Luiz Augusto Barroso, CEO da PSR e ex-presidente da EPE, alerta para os riscos de desgovernança energética
Hoje o país é visto como potencial ganhador no contexto da transição energética. Quais desafios esse contexto implica ao planejamento elétrico brasileiro?
O maior desafio é não escolher vencedores e não proteger perdedores. Isso significa que o planejamento, através de critérios técnicos, é fundamental para facilitar a integração de tecnologias que garantam ao Brasil este protagonismo na transição. Por exemplo, sem transmissão não há transição energética, sobretudo para absorver os anunciados investimentos em hidrogênio verde. Precisamos planejar as linhas certas nos lugares corretos para não onerar desnecessariamente as tarifas no Brasil.
Ainda que em haja sinalizações de reconhecimento da importância de se reduzir os encargos incidentes na tarifa de energia – o próprio documento do programa Nova Indústria Brasil (NIB), do governo federal, destaca esse tema –, há projetos legislativos que que sinalizam o contrário. Como avalia esse cenário?
É fundamental eliminar subsídios a quem não mais precisa. O aumento ou a manutenção de subsídios a quem não precisa enfraquece a crença de que os encargos serão disciplinados. E estes precisam ser atacados. Alguns podem ir para o orçamento da União, mediante rubrica própria. Outros podem ser redistribuídos. E há os que devem ser reduzidos.

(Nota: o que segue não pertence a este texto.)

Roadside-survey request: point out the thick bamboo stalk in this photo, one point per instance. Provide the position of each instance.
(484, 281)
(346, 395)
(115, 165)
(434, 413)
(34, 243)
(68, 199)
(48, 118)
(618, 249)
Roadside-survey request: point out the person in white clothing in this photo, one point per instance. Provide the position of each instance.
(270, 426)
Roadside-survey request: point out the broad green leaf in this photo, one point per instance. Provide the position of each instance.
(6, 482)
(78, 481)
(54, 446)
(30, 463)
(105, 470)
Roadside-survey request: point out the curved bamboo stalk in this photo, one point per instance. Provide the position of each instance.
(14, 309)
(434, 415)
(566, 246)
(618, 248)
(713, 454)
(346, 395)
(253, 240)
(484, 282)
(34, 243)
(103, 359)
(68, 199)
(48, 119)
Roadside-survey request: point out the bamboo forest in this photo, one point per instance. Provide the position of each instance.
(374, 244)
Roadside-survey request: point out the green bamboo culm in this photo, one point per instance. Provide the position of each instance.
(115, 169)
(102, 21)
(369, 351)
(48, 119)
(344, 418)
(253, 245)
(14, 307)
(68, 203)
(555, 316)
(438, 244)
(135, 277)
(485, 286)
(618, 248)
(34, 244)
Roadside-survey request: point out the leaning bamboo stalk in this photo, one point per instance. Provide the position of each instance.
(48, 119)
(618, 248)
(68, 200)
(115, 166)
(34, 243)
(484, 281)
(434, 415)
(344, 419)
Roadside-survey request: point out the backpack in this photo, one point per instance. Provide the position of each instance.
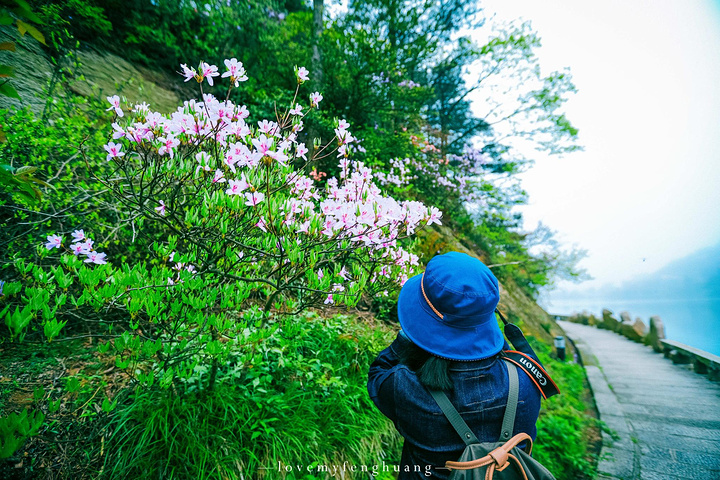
(501, 460)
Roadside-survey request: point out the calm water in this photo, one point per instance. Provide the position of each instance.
(692, 322)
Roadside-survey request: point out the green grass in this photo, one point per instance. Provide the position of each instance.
(299, 397)
(561, 444)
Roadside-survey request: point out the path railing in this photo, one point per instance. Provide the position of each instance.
(703, 362)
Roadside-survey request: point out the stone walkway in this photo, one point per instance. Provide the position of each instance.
(665, 416)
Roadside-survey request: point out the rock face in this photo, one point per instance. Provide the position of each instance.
(100, 75)
(657, 333)
(609, 322)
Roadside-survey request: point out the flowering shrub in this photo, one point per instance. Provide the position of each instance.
(236, 226)
(445, 180)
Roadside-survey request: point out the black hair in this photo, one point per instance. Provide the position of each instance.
(432, 371)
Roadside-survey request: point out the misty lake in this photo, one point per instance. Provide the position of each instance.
(692, 322)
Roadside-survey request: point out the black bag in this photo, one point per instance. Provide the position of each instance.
(501, 460)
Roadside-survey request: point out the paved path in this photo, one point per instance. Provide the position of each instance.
(667, 418)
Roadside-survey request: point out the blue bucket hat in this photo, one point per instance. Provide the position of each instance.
(449, 311)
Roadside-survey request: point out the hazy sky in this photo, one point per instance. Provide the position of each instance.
(646, 188)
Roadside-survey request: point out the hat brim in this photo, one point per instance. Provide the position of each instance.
(438, 336)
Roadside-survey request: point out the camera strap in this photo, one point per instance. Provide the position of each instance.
(534, 370)
(526, 359)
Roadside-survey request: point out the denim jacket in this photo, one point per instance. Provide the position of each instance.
(480, 394)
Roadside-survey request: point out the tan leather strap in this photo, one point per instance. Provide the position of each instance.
(491, 469)
(422, 287)
(498, 458)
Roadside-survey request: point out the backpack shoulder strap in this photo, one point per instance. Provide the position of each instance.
(462, 428)
(511, 407)
(454, 417)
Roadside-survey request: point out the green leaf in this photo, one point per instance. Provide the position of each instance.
(34, 32)
(9, 91)
(23, 10)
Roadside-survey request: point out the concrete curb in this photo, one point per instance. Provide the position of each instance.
(620, 456)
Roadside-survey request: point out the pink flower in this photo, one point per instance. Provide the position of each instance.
(113, 150)
(268, 127)
(219, 177)
(343, 273)
(303, 228)
(208, 71)
(188, 73)
(235, 71)
(204, 161)
(167, 145)
(161, 209)
(315, 99)
(301, 150)
(297, 111)
(78, 236)
(54, 241)
(302, 74)
(78, 248)
(95, 257)
(254, 198)
(435, 215)
(115, 104)
(236, 187)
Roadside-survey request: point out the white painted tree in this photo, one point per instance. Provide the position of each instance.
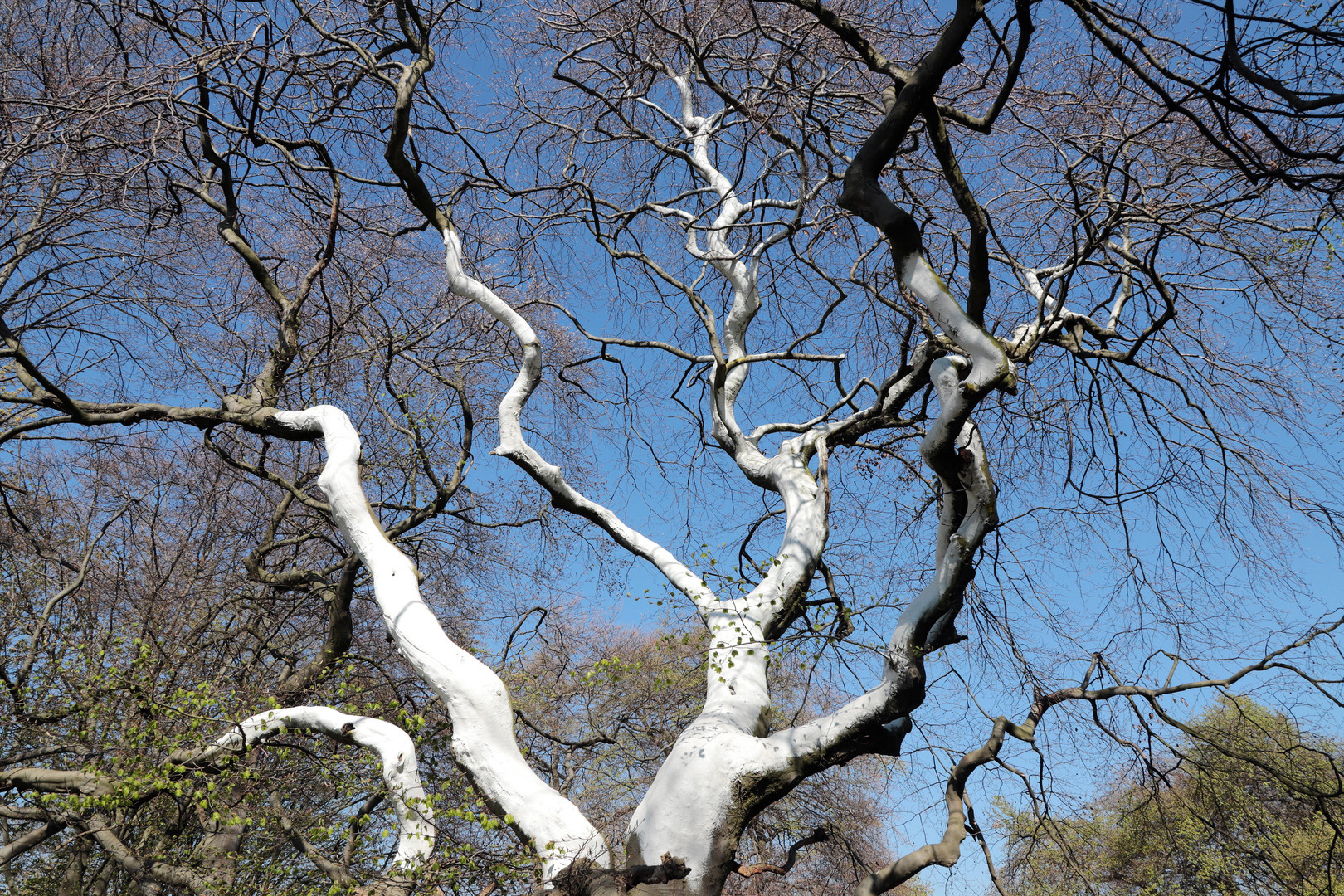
(758, 125)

Estudo da PSR aponta, por exemplo, impactos no custo da energia provenientes do projeto de lei que cria um marco legal para a exploração da geração eólica offshore, aprovado na Câmara dos Deputados em novembro do ano passado, e que voltou a tramitar no Senado em abril. Qual seria o modelo adequado à indução de novas atividades como essa geração – com potencial externalidade positiva em desenvolvimento tecnológico e de cadeia produtiva, por exemplo – sem desequilibrar o mercado?
É importante dissociar o custo das emendas estranhas ao PL da eólica offshore, os famosos jabutis, e que foram tema do estudo da PSR, da política pública específica para o desenvolvimento da eólica offshore. Os jabutis associados a este PL podem, caso aprovados, custar ao consumidor 25 bilhões de reais ao ano até 2025, aumentando suas tarifas em cerca de 11%, com reflexos diretos no poder de compra da população, inflação e competitividade industrial. Portanto, o passo inicial para desenvolver a eólica offshore é não aprovar os jabutis inseridos no seu PL. O PL da eólica offshore cria um ambiente regulatório para o desenvolvimento da fonte. Isso é bom, estimula o mercado e começa a colocar o Brasil nesta rota. Mas, para a integração desta fonte, o mercado vai depender da sua competitividade e da necessidade do sistema por esta energia.
Em recente webinar promovido pelo FGV IBRE e Folha de S. Paulo (leia aqui), Joisa Dutra, diretora do FGV Ceri consideram que falta uma liderança clara que defina a estratégia do setor. Concorda? Como chegar à melhor equação possível?
Instituições e um poder concedente fortes, tecnicamente preparados, são fundamentais para pautar diálogos qualificados no setor, viabilizando assim reformas essenciais para o país, beneficiando-se da inteligência distribuída no setor, mas sem ser capturado por esta. É isso que o país deve buscar.
Qual agenda do setor no curto prazo que mais lhe preocupa?
Acho que vivemos uma desgovernança energética muito grande, com interferências no setor, sobretudo no planejamento; má distribuição de subsídios e alto valor de encargos. Estamos perigosamente caminhando em direção a um precipício, como dito pelo próprio ministro. Portanto, para não cair no precipício, temos que parar de caminhar em direção a ele. Caso contrário, teremos um ambiente de investimentos tumultuado, escolhendo vencedores, protegendo perdedores, gerando ineficiência, e assim perdendo para nós mesmos a oportunidade de liderar a transição energética.